Now, I’m sure you have noticed that bugs love to bite some people and  just leave others alone.  I don’t know the science or research behind it but I sure do know that having tons of bites stinks.  I’m one they loooooove to bite.

Turns out, so is my elder daughter.

It also so happens that myself and my daughter are allergic, inflammatory type people and that we react pretty strongly to bug bites.

She swells up with impressive welts and itches like crazy.  I’ve been thrown into a full histamine response with rashes, swelling, fever, diarrhea – the whole bit – just from lots of bites.  Puts a damper on activities like camping, hiking, going to the cottage.

So this last time we went camping, I tried to remember every preventive and comforting remedy I could, so we wouldn’t suffer so much.

Happily, they worked well and though we were both bitten more than the people we sat next to, neither of us reacted in a huge way.  Which means that camping was actually lots of fun!

So here is a short list of cheap, easy things to do to help deal with bug bites.  Feel free to let me know if they work for you and your sensitive kid!

Apis – a homeopathic remedy that can be taken orally (which is what I do with my kids) or topically as a gel or cream.  Apis helps prevent swelling and itching if it’s given early enough.  If it’s given after the fact, it’ll help decrease the swelling and itching.  Homeopathic remedies come in different strengths and this year we went with a higher strength.  I actually watched a welt on my daughter’s leg decrease down to a little bump, right before my eyes.  I see and hear about health improvements all the time, I’m a naturopathic doctor, after all, but this was enough for me to say: whoa.  If you give the remember to give the remedy before bedtime, it’ll help the itching enough that hopefully, your kid will sleep.

Vitamin B – moderates the inflammatory response and keeps swelling and itching at a lower level.  We’ve found that it decreases the itching substantially – the bugs still bite, but the itching isn’t as intense.

Vitamin C – puts off the allergic response and helps tissues rebuild themselves (after having been scratched like crazy.)  So in practical terms, the bites are somewhat less itchy with less swelling and the traumatized skin heals faster.

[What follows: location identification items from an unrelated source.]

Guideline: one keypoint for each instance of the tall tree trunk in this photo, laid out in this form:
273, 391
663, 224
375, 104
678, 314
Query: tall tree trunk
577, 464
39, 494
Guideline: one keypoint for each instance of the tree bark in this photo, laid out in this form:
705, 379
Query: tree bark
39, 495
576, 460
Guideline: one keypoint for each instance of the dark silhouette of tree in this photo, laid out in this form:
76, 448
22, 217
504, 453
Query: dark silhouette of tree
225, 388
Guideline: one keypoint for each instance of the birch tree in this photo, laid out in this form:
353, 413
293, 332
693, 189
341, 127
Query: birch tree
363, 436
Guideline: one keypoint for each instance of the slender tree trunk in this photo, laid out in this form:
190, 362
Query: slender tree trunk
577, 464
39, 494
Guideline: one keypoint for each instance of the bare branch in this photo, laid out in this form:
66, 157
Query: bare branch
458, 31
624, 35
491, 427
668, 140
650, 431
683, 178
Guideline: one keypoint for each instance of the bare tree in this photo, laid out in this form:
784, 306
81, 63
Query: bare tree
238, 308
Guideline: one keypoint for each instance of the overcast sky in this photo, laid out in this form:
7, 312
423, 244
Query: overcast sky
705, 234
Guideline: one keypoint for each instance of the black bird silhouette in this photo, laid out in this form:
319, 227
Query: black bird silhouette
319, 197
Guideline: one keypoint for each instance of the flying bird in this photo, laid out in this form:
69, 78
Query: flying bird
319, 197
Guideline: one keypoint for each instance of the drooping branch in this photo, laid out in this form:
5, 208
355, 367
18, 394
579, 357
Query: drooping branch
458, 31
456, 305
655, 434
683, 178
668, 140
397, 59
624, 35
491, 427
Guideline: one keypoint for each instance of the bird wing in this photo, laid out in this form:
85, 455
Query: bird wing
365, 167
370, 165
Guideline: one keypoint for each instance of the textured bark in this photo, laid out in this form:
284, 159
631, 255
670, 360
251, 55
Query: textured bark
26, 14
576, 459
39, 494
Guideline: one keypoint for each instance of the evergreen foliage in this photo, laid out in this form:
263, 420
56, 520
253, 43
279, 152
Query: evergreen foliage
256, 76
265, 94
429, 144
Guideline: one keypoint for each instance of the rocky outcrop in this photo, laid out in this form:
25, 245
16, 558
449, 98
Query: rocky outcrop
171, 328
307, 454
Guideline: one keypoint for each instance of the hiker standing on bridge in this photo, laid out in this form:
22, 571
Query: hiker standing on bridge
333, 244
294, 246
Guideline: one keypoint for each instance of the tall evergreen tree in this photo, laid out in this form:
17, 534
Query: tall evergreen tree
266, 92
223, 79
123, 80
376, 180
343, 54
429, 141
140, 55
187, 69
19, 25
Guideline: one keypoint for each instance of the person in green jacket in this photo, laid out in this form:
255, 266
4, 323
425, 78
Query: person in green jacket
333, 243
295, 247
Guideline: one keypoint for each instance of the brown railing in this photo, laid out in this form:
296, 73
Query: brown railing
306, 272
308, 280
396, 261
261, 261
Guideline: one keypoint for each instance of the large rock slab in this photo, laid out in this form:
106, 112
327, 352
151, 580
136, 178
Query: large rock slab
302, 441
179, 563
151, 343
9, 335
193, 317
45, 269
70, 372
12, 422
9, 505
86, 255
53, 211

Stinging nettle tea –  (you can make it as iced tea at the cottage or camping) – a natural anti-histamine it helps the body keep calm and interrupts the over-reaction that creates the swelling and crazy itching.

Aloe – you can slice open the leaves and squish out  the gel to use topically (ingesting it will cause major diarrhea so just topically, please) to calm down the itching and prevent a rash from coming up.  Do a spot test with this one as I’ve had some reports of it making the situation worse, especially if the skin is broken.

Decrease sugar – I know, I know, you’re camping, at the cottage, it’s summer fun-time, you and your kids want to eat buckets of marshmallows and banana boats.  Sugar is like throwing alcohol on fire for the immune system.  It does all kinds of things to increase inflammation and generally cause mayhem for allergies and reactions.  If you keep it to a minimum, it really makes a huge difference for decreased swelling and itching.  Sorry.

Those are a few suggestions.  Dosages for your children should be checked with your Naturopathic Doctor since what may be effective for one kid, may be inappropriate for another.

Good luck and enjoy those delightful great outdoors!